“The Tell-Tale Heart” Frightens at Synetic Theater, Arlington

ALEX MILLS PLAYS Edgar and Irakli Kavsadze stars as the Old Man. (Photo: Courtesy)

Edgar Allan Poe is a name popular as well as literary for the macabre and the eerie, and a production of his famous tale “The Tell-Tale Heart” arrives just in time for Halloween in a fabulously atmospheric production at Arlington’s Synetic Theater.
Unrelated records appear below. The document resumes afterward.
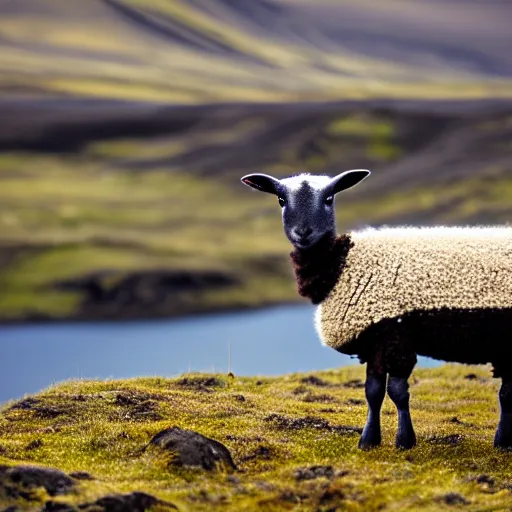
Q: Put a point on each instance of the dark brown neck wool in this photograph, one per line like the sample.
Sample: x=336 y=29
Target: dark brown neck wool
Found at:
x=318 y=269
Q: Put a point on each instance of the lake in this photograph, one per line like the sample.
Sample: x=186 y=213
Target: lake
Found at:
x=268 y=341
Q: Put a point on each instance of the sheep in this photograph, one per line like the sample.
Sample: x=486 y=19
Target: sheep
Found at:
x=389 y=294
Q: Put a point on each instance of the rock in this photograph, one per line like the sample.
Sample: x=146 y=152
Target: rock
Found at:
x=193 y=449
x=20 y=481
x=313 y=472
x=454 y=498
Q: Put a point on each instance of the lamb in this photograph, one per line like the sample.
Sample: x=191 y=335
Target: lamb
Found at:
x=387 y=295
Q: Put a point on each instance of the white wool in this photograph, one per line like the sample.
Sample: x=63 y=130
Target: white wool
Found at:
x=393 y=271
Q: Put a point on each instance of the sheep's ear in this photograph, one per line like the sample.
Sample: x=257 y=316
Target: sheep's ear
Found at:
x=348 y=179
x=262 y=182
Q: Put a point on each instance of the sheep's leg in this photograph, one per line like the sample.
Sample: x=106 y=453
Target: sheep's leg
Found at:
x=375 y=390
x=503 y=437
x=400 y=368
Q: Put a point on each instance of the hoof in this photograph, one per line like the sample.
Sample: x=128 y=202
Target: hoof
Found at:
x=367 y=442
x=405 y=441
x=405 y=444
x=502 y=444
x=503 y=437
This dark psychological horror offering from Poe (directed adroitly by Paata Tsikuruishvili) involves a man who confesses to a bizarre murder with an even stranger justification: he lives presumably as a lodger with a kind old man whom he grows to hate due to the old man’s evil eye. As the young man seeks to elicit our sympathy, he proves himself increasingly deranged. In the Synetic performance, two aspects of the tale are linked to Poe’s poetry and life. From Poe’s spooky poem “The Raven,” resident dramaturg and adaptor Nathan Weinberger has added ravens (or perhaps crows or vultures, the narrator says). The production shows the man’s progression from him fighting his inner demons to him becoming one with the ravens or vultures. From Poe’s life, the adaptor has taken Poe’s given name Edgar and attached it to the narrator, interpreting the troubled narrator as linked to the troubled life of Poe himself. Alex Mills is excellent as Edgar and Irakli Kavsadze is wonderful as the Old Man. In praising their performances, it should be added that at Synetic Theater, relatively little of the acting is done by speaking and most by physical movements but in gesticulations, pantomime, dance, and grunts.

Managing Director Ben Cunis describes the “physical theater” approach of Synetic thus: “It is a form of theater in which the text is not the primary expressive element. Instead, the physical life on the stage tells the story — the movement of the actors, their expressions and gestures, dances and fights, the props, set, light, projections, sound, music…all of the other elements carry a heavier load.”

In the case of “The Tell-Tall Heart,” the intensity of this approach makes the tale all the more horrifying and mysterious, and thus this is not a performance recommended for small children. It is also extremely important to read the summary of the story provided in order to follow a narrative presented largely without words. Ironically, Edgar, the Old Man, and even a raven/vulture are shown reading books and devouring the words of texts—a feast to contemplate for devotees of reader response literary theory.

A particular moment that stands out is a carousel scene beginning with the protagonist winding up the music box playing the “Carousel Waltz,” the Richard Rogers tune from the musical “Carousel.” Vultures come out one by one in a rounded carousel motion, holding poles that mimic the ascending and descending poles of carousels. Each vulture has amusement park props such as circus stilts, cotton candy, and red balloons (one is reminded of Stephen King’s sinister “It” clown holding balloons). Does this suggest that all horror, fear, and even madness are linked irrevocably to bygone childhood?

The sets by props, scenic, and assistant scenic designers Claire Caverly, Daniel Pinha, and Stella Pugliesi respectively are responsible for sets that are evocative and straight out of a horror film, involving cobwebbed cubbyholes in elaborate bookcases that also serve as transitions between scenes. Or is it instead a dilapidated curio shop, where one finds music boxes, old gramophones, and antique items too dusty to recognize. Choreographer Irina Tsikuruishvili, music supervisor Irakli Kavsadze, and costume designer Erik Teague also come in for high praise due to the physical nature of the production where music and visuals often stand in for words to tell a story.

We recommend Synetic Theater’s “The Tell-Tale Heart” for its superb horror offering just in time for Halloween, but we also feel that the approach is intriguing in and of itself to merit a visit to this unusual Arlington theatre troupe. The performance runs approximately 100 minutes and plays through November 5.